There is no commercially available rapid point-of-care diagnostic test for Lyme disease (19
). This work demonstrates an approach that could lead to an objective, point-of-care test for Lyme disease (9
) with a diagnostic performance that matches that of current standard laboratory testing or the, in some cases, outperforms current standard laboratory testing with the potential to be a stand-alone replacement for the STT algorithm. The mChip-Ld performed with a sensitivity either similar to or higher than that of the STT algorithm without losing specificity, which remained above 95%. More broadly, this study demonstrates the potential of the microfluidics technology to deliver high performance for multiplexed assays in a portable format in an era when immunodominant epitopes are increasingly being identified for a wide array of infectious organisms.
The cassettes and reagents are from Opko; all reasonable requests for materials sharing will be considered.
We thank Martin Schriefer from the National Center for Infectious Diseases, Centers for Disease Control and Prevention, for providing the Lyme disease-characterized serum panels (CDC Lyme disease panel) and Christopher Sexton for revealing the contents of the panel after the data were acquired.
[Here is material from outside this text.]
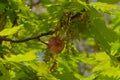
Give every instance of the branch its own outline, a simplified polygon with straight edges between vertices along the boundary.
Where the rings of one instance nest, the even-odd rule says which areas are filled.
[[[33,36],[33,37],[25,38],[25,39],[19,39],[19,40],[14,40],[11,38],[6,38],[6,37],[0,37],[0,41],[10,41],[13,43],[22,43],[22,42],[26,42],[26,41],[30,41],[30,40],[34,40],[34,39],[39,39],[40,37],[43,37],[43,36],[52,35],[54,32],[55,31],[49,31],[47,33],[42,33],[37,36]],[[42,41],[42,43],[43,43],[43,41]]]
This work was supported by Public Health Service grant R44 AI096551 to M.G.S. via Immuno Technologies Inc. and in part by the Intramural Research Program of the National Institute of Allergy and Infectious Diseases, National Institutes of Health.
The content of this publication does not necessarily reflect the views or policies of the U.S. Department of Health and Human Services, nor does the mention of trade names, commercial products, or organizations imply endorsement by the U.S. government. The funders for the study provided support in the form of salaries for authors but did not have any additional role in the study design, data collection and analysis, decision to publish, or preparation of the manuscript. The corresponding authors had full access to all the data in the study and had final responsibility for the decision to submit the manuscript for publication.
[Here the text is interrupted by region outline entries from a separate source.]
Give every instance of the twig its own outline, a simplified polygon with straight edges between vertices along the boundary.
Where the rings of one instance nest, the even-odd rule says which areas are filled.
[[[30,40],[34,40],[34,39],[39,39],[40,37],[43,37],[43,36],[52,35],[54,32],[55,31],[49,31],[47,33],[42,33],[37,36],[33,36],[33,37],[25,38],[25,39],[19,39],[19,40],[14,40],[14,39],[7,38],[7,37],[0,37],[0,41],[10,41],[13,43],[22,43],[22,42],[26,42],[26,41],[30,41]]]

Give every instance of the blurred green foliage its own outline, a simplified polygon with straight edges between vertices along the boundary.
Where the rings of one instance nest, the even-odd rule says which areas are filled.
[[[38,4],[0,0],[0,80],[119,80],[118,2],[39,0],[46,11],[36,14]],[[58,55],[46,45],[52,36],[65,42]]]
M.G.-S. is an employee of Immuno Technologies Inc. and holds a 5% or greater financial interest in Immuno Technologies Inc. V.L. was an employee of Opko Diagnostics LLC while engaged in the research project. M.G.-S. and A.R.M. hold relevant patents. V.L. declares a financial interest in Opko Diagnostics. S.A., S.N., F.S.D.S.M., T.W., R.C.C., M.S.G., S.J.W., and S.K.S. declare no competing financial interests.
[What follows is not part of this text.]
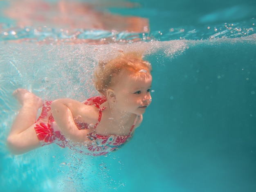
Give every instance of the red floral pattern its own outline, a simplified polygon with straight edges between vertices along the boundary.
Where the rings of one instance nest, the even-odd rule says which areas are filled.
[[[100,121],[102,112],[105,108],[101,108],[99,106],[106,101],[105,97],[94,97],[88,99],[84,103],[88,105],[94,105],[99,109],[99,116],[98,122],[94,126],[96,128]],[[52,102],[46,101],[43,105],[42,113],[36,122],[35,123],[35,130],[40,141],[42,146],[48,145],[53,143],[65,147],[68,146],[70,148],[75,147],[74,145],[68,143],[65,136],[61,134],[58,127],[55,123],[51,113],[51,105]],[[130,133],[134,127],[137,116],[135,118],[134,123],[130,129]],[[77,123],[76,125],[79,129],[88,128],[89,125],[87,123]],[[117,150],[118,147],[124,145],[128,138],[131,135],[121,136],[109,135],[103,136],[96,134],[95,132],[88,135],[88,137],[92,140],[92,144],[86,145],[85,148],[83,147],[83,150],[79,150],[81,153],[89,155],[98,156],[105,155],[114,150]]]

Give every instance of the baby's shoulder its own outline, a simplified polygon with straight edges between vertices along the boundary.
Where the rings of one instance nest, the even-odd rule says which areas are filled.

S.A., S.N., M.G.-S., and S.K.S. designed the study; S.A., F.S.D.S.M., and R.C.C. performed the microfluidic immunoassays; T.W. and M.S.G. performed the EIA and protein purification; V.L. advised on assay development and provided materials and reagents; S.A., S.N., T.W., M.G.-S., and S.K.S. analyzed the data; and S.A., S.N., M.G.-S, A.R.M., and S.K.S. wrote the paper. E.J.H., S.J.W., and A.R.M. provided Lyme disease-characterized serum panels. All coauthors edited the paper. All figures and tables were created by an author of the paper.